Fernand LégerOversize Book - 1998
Fernand Leger is the only major modern artist to choose modernity itself as his subject. From his early series Contrastes de formes, of 1913-14 - the first fully abstract works to emerge from Cubism - through his paintings of construction workers from the late 1940s and early 1950s, his enduring subject was the pulse and dynamism of everyday life. Leger saw the twentieth-century environment as a state of contrasts, a condition that he translated into art through forceful juxtapositions of shape, color and line. His attempt to reconcile the formal concerns of artmaking with issues of social responsibility continues to be relevant to the art world of today. This book is published to accompany a retrospective exhibition appearing at The Museum of Modern Art in the winter and spring of 1998 - New York's first in-depth survey of Leger's work in over forty years.

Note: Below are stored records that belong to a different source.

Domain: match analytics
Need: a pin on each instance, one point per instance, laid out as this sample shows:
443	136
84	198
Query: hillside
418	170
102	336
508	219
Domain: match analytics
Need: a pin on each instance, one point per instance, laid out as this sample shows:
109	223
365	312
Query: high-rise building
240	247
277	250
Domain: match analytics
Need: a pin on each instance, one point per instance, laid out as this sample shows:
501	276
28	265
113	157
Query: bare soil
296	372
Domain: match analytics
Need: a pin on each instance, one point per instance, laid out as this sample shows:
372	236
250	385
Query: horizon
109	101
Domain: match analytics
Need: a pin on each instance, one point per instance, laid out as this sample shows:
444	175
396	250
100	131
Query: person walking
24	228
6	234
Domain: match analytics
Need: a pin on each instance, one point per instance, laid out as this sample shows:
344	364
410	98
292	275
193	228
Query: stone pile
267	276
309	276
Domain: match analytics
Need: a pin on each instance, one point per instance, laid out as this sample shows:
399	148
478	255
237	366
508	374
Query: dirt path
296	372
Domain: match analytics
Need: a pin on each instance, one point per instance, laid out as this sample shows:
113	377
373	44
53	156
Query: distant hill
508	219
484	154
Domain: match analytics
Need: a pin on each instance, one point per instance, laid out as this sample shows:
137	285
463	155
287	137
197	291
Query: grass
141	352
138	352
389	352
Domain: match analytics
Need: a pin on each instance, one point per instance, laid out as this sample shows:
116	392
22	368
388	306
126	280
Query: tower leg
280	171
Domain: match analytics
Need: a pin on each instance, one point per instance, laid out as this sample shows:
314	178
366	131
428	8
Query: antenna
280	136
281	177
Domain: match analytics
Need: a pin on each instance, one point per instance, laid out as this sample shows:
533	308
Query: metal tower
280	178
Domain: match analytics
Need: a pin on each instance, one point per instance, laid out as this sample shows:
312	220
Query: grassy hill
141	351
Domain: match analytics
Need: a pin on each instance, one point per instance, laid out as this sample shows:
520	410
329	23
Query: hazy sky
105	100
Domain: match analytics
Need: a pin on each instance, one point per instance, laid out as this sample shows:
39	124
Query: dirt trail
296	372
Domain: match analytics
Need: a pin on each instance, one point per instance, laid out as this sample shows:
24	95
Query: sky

The essays include Carolyn Lanchner's account of Leger's experience of and interest in America (he visited the United States several times, and lived there during World War II), and also of America's interest in him. Jodi Hauptman explores refractions of Leger's interests in the work of more recent artists, and Matthew Affron discusses Leger's ambition to make an art reflecting the new visual state of modern life. The plate section reproduces over eighty of Leger's paintings and drawings, and is accompanied by a series of short essays tracing formal and thematic developments in his art.
Publisher: New York : Museum of Modern Art : Distributed by Harry N. Abrams, 1998.
Characteristics: 303 p. : ill. (some col.) ; 27 cm.